Мне никак не хотелось снова говорить об этом.
— Давай сейчас не будем об этом.
— У меня было какое-то предчувствие… — сказала она так, как будто сама оказалась в ловушке. — Но ты был от него в таком восторге.
— Я был в восторге?
— Ты что, не помнишь? Твой родственник, знает арабский. Ты сказал, что мне нужно с ним обязательно познакомиться…
— Ничего такого не помню, — ответил я.
У меня не было намерения говорить об этом. Теперь еще окажется, что на мою память нельзя положиться…
— Ладно, не сердись, — сказала она. — Ты как-то слишком наивен, не умеешь правильно оценивать людей…

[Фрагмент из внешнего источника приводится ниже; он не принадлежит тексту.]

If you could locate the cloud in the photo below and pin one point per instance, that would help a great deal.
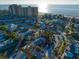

Еще чего, хотел я сказать ей, я сразу вижу, кто из какого фильма. Но тут же понял, что момент неудачный. И остался как на распутье.
Она ждала, что я что-нибудь скажу.
Ждал и я…
Потом махнул рукой.
Тут Саня начала ласковым тоном: — Я только хотела тебе сказать насчёт твоих родственников. Ты позволяешь им всё что угодно… А сам ты им совершенно не интересен. И они постоянно тащат тебя куда-то назад…
— Ладно, Саня, твоих тоже авангардом не назовешь.
Мы это долго откладывали, жили, так сказать, в воображаемом мире. Только на третье лето отправились в торжественное турне по родственникам… На несколько дней к её, на несколько дней к моим.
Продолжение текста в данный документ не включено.